Launch the video below to learn more about the basic concepts behind data provisioning:
Application or database control of data provisioning
Data provisioning can be controlled by standalone, specialized applications or using the in-built tooling of a database. Let's consider each approach.
Application-controlled data provisioning is when a dedicated application controls the data flow. These applications provide tools to connect to data sources and data targets and to define data-flow rules that determine how data moves between systems. Examples of dedicated data provisioning applications include SAP Data Services, SAP Landscape Transformation, and SAP Datasphere.
With this application-controlled approach, the application extracts data from a source database, and loads it to a target database.
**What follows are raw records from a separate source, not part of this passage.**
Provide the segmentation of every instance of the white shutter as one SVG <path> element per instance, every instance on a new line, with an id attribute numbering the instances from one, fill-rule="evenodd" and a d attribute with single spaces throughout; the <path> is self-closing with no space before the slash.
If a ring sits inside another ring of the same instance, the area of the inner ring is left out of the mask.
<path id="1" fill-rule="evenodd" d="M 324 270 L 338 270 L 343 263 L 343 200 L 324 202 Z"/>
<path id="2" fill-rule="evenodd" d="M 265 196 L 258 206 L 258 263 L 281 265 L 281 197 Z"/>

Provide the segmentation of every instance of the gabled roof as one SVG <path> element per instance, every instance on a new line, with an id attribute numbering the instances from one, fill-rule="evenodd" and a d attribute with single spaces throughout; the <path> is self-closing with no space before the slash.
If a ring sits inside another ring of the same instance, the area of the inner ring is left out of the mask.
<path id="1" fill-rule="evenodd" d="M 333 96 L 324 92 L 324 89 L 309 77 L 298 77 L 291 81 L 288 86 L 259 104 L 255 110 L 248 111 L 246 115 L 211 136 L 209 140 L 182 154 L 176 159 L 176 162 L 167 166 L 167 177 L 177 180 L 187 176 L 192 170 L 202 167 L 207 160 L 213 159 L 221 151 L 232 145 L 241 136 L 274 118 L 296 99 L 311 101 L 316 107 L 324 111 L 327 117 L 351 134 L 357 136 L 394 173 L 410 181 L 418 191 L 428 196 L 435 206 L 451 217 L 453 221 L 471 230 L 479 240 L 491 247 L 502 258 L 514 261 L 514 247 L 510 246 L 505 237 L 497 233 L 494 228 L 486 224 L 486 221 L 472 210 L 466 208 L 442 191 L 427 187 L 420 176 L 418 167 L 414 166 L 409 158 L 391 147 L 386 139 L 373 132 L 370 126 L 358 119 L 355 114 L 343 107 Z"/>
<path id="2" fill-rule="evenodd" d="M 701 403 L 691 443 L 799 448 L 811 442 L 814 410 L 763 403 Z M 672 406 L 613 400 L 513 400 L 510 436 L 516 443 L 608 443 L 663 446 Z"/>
The extraction rules, flow logic and loading methods are managed by the application. Think of the data provisioning application as the orchestrator of data movement between systems. In some cases, the data provisioning application extracts the source data and stores it temporarily, before sending it onto the target system. This is often found in cases where multiple data sources need to be combined and a staging area is needed to synchronize the data, which might arrive at different times.
One of the key reasons for using a dedicated data provisioning application is when you’re working with multiple data sources that use different technologies or come from different vendors. These dedicated applications can usually process data from any sources, for example, databases, CSV files, JSON files, and web services. Some can even connect to business applications directly, for example, SAP BW/4HANA extracts from the SAP S/4HANA at the application level and not from the database tables. In this case, the data flow logic is built at a level higher than the physical storage technology.
Now let's look at database controlled data provisioning.
The basic requirement is that the database provides the data provisioning tools. The simplest type of data provisioning tool could be an export and import tool to move data from one database to another. But some databases, including SAP HANA, provide sophisticated tools to handle complex data provisioning scenarios such as those that require combining data, validating data, and enriching data. Using the in-built tooling of a database to manage data provisioning means you don’t have to implement separate data provisioning applications, as we described earlier. This approach supports a simpler landscape.
Working with database-provided tools is what we mean by database-controlled data provisioning. The data flow is controlled using tools that are part of the database.
This course covers the built-in data provisioning tooling of SAP HANA on-premise and SAP HANA Cloud.